I want to get the solution of $$\frac{\partial u(x,t)}{\partial t}=v(x,t)\cdot \nabla u(x,t)$$ with $u(x,0)=f(x)$
The problem I encountered using method of characteristics is that: I cannot write the characteristics curve explicitly.
What I get is $$u(x,t)=f(x+\int_0^t v(x,s)ds)$$ but it definitely should not be $v(x,s)$ in the integral. It should be independent of $x$, but I do not know how to express.
Let $x \in \mathbf{R}^d$ and $t \in [0, T]$. The characteristic equation is : $$\left\{\begin{aligned}X'(s) &= -v(X(s), s)\\X(t) &= x.\end{aligned}\right.$$ By Cauchy-Lipschitz (if say $v$ is global lipschitz in $x$, uniformly in $t$) this equation has a unique solution $X(s; x, t)$. And the characteristic curve should be the curve : $$\{(X(s;x,t), s) \colon s \in [0, T]\}.$$ The solution (if say $f$ is continuously differentiable) is given as you said by : $$u(x, t) = f(X(0 ; x, t)).$$ The solution depends on $X$ which you get by solving the characteristic equation first, it does not have a closed form like $x + \int_0^t v(x, -)$.
Take for example $v$ to be constant.
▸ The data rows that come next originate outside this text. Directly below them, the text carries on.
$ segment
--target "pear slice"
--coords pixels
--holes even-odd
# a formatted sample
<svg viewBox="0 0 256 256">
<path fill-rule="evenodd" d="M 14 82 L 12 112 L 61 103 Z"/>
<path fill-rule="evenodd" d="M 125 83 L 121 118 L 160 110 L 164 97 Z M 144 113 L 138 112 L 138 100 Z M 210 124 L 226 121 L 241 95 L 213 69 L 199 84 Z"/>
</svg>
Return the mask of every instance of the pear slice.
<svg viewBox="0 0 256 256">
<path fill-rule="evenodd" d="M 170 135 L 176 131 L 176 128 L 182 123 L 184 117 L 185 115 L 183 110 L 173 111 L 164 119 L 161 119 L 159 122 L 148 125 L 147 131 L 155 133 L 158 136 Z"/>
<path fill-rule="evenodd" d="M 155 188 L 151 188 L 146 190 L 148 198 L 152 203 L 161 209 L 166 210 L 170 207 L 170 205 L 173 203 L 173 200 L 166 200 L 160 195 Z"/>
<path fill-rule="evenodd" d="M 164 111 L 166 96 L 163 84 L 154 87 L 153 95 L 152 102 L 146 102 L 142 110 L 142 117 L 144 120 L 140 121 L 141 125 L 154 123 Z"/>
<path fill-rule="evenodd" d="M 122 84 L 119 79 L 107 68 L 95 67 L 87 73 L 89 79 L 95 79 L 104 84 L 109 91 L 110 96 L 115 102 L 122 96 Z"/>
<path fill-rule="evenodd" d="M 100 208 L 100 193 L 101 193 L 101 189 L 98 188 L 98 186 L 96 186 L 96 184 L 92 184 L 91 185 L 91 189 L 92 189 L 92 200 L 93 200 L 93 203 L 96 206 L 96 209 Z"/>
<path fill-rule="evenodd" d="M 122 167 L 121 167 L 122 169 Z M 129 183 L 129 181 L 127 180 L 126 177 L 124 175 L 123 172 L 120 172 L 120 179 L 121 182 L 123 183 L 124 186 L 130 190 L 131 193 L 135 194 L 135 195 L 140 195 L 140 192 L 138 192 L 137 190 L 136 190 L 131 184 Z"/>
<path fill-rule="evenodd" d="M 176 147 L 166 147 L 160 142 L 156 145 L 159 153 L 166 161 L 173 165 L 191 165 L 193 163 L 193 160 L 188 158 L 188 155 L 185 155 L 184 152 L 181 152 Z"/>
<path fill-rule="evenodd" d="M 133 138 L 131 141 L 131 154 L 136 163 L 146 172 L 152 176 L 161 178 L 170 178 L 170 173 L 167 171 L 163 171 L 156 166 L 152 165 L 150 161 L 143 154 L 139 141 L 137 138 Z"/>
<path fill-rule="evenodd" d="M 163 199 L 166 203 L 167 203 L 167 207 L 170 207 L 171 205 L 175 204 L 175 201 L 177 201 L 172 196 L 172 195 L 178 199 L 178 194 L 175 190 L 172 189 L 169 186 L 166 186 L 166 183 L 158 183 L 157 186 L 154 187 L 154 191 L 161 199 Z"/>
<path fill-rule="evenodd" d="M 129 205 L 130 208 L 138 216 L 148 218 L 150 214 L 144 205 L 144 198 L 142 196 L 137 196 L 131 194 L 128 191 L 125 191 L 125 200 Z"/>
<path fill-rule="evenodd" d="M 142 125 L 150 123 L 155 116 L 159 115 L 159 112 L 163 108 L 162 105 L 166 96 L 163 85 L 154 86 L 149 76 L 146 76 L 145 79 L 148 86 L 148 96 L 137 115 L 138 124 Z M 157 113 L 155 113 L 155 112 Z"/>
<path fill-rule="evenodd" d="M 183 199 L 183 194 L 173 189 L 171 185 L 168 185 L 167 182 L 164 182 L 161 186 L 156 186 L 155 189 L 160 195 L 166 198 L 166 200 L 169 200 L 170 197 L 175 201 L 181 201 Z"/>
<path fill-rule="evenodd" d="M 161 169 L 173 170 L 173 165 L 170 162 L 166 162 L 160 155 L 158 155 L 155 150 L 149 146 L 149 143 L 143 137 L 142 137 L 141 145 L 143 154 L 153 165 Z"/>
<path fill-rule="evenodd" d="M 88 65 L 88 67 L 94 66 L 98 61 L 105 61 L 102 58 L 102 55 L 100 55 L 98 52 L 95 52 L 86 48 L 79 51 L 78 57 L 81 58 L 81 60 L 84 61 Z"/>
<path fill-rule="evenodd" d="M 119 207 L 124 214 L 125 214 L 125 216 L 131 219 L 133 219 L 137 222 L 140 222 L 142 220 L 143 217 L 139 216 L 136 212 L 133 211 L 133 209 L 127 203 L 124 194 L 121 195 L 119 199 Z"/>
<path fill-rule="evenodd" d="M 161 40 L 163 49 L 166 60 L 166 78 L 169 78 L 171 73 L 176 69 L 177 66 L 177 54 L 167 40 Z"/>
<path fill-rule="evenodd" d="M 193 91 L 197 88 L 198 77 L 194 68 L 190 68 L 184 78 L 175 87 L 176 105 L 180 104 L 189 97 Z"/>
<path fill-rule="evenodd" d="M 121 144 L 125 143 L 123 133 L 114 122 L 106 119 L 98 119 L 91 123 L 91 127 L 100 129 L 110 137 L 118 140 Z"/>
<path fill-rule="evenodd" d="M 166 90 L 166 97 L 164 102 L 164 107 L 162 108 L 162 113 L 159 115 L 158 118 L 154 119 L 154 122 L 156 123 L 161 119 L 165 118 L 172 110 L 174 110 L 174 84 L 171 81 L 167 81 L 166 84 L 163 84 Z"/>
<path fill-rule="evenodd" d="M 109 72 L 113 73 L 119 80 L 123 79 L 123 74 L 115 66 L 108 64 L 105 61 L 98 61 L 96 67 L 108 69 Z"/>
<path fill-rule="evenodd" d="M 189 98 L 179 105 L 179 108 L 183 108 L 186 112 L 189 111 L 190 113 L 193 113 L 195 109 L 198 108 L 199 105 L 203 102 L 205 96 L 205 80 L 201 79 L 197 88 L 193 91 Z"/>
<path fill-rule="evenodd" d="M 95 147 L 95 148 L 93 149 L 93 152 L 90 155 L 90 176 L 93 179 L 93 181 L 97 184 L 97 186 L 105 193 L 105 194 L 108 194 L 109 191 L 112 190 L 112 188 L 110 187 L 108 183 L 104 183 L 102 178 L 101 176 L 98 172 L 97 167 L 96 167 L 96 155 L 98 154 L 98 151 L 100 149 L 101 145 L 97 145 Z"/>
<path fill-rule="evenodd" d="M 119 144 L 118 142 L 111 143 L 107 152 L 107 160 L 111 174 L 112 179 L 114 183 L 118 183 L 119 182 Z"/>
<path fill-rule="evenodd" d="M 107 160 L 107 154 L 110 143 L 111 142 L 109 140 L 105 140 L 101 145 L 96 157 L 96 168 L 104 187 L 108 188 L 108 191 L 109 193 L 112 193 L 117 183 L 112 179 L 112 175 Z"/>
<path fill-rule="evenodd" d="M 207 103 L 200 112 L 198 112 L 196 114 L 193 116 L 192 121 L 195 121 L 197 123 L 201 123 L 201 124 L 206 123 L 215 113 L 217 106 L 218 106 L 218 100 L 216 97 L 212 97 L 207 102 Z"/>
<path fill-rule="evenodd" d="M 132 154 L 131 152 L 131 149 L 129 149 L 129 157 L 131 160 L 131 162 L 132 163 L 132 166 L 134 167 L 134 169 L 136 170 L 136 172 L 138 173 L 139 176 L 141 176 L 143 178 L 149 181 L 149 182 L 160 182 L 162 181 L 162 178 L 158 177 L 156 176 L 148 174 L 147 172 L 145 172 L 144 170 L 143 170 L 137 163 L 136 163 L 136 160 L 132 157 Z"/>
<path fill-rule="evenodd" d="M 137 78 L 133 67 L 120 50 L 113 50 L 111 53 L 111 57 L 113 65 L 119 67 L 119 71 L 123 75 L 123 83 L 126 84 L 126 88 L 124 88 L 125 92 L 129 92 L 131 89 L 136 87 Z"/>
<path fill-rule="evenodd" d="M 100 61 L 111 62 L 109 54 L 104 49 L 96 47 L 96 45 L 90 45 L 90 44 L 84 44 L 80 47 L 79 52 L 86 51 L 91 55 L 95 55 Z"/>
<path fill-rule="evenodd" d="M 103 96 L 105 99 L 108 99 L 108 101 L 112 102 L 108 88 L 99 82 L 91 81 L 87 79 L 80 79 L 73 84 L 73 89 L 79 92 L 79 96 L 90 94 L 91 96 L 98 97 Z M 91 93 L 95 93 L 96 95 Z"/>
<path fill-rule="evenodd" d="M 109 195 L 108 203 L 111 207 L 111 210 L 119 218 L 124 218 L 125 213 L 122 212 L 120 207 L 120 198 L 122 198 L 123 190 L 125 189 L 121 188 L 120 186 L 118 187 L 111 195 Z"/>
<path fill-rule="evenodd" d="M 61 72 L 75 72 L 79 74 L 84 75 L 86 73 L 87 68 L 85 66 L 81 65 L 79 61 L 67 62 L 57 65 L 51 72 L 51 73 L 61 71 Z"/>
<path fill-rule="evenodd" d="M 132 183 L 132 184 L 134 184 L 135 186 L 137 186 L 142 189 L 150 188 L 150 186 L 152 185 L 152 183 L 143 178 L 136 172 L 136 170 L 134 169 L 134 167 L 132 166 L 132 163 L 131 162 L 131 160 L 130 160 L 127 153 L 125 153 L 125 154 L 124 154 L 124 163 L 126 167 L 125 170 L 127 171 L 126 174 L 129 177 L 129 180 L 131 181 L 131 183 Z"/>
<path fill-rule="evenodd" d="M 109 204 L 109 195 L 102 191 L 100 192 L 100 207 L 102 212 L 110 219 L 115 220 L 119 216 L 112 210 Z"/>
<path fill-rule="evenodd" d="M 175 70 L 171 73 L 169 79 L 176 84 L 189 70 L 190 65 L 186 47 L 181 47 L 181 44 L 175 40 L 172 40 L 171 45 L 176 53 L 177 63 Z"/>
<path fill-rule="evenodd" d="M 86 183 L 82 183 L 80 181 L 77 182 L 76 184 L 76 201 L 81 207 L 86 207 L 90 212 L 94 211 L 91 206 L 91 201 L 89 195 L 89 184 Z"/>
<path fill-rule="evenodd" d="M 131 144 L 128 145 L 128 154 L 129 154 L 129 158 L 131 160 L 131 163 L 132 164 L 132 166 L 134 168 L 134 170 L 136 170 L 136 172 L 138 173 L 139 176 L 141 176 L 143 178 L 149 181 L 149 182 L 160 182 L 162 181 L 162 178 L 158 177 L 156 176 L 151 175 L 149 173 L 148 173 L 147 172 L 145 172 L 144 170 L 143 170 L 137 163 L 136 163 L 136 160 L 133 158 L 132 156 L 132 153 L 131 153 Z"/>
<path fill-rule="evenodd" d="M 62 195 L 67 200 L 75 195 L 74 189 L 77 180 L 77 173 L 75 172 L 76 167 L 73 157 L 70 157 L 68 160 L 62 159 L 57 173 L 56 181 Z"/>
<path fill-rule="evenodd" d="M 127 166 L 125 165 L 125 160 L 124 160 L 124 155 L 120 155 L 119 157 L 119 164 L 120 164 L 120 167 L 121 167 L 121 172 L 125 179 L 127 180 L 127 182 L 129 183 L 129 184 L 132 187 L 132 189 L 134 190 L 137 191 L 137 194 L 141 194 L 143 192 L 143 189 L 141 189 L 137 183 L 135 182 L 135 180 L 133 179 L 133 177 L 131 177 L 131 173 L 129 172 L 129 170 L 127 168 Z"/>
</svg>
Then the characteristic equation is solved as $X(s;x,t) = x + (t-s)v$ and you get $u(x, t) = f(x + tv)$. Your formula works here.
But take another example, say $v(x, t) = -x$. Then the characteristic equation is solved as $X(s;x,t) = x\mathrm{e}^{s-t}$, which yields $u(x, t) = f(x\mathrm{e}^{-t})$ which is not of the form you gave.